En entrant dans le carême nous avons fait le vœu de jeûner. De nous châtier par le jeûne de nos péchés, de nous corriger (sens le plus général de castigo). Mais nous demandons à Dieu que ce jeûne lui-même, qui est une dévotion (même racine que vœu : votiva, devotio) nous apporte la joie. Comme le corps souffre du jeûne, cette joie ne peut qu’être spirituelle. Mais elle est tout aussi réelle que la souffrance du jeûne, et l’est même bien davantage, puisqu’elle transcende les contingences corporelles et se répand sur le psychisme.

La deuxième partie est sur un thème commun dans les collectes pénitentielles : par le jeûne on calme les affections terrestres, les désirs charnels, ce qui nous rend plus aptes à recevoir, à accueillir, les réalités célestes.

Voici le commentaire du bienheureux cardinal Schuster :

Dans la collecte, on invoque la joie du Saint-Esprit et une dévotion fervente, en faveur de ceux qui mortifient leur corps par le jeûne. Il est impossible d’unir les consolations des sens et celles de l’esprit ; leurs goûts sont en parfaite opposition. Quand les sens jouissent, l’esprit devient comme obscurci par la fumée des passions charnelles ; au contraire, plus l’âme imprime dans la chair les stigmates de la croix, plus elle se sent libre et pure, plus son regard est clair et perspicace.

« Maintenant les puissances célestes »

Pendant le carême, le mercredi et le vendredi, les byzantins célèbrent la divine liturgie des dons présanctifiés. La « grande entrée » des dons a une hymne particulière (à la place de celle des Chérubins). Le 7 mars j’en avais donné la version du chœur de l’Académie de théologie de Moscou. La voici dans un style très différent, celui de la pure tradition grecque, par Panagiotis Neochoritis, qui est l’actuel « archonte protopsalte de la Grande Eglise du Christ » (Constantinople).

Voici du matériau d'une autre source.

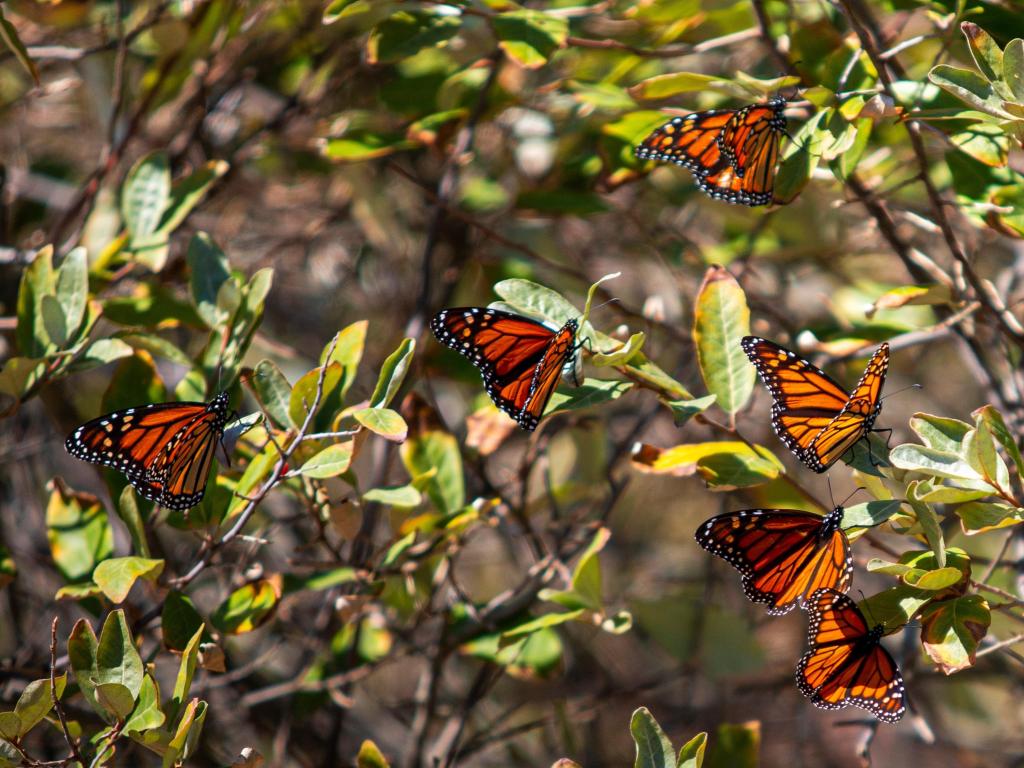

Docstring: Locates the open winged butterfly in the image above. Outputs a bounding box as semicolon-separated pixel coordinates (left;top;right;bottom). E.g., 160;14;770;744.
741;336;889;472
65;392;228;510
636;96;785;206
797;589;906;723
695;507;853;615
430;307;579;431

Νῦν αἱ Δυνάμεις τῶν οὐρανῶν σὺν ἡμῖν ἀοράτως λατρεύουσιν. Ἰδοὺ γὰρ εἰσπορεύεται ὁ Βασιλεὺς τῆς δόξης.
Ἰδοὺ θυσία μυστική, τετελειωμένη, δορυφορεῖται. Πίστει καὶ πόθῳ προσέλθωμεν, ἵνα μέτοχοι ζωῆς αἰωνίου γενώμεθα. Ἀλληλούϊα.

Maintenant les puissances célestes célèbrent invisiblement avec nous. Car voici que s’avance le Roi de gloire. Voici avec son escorte, le Sacrifice mystique déjà accompli.
Approchons-nous avec foi et amour, afin de devenir participants de la vie éternelle. Alléluia.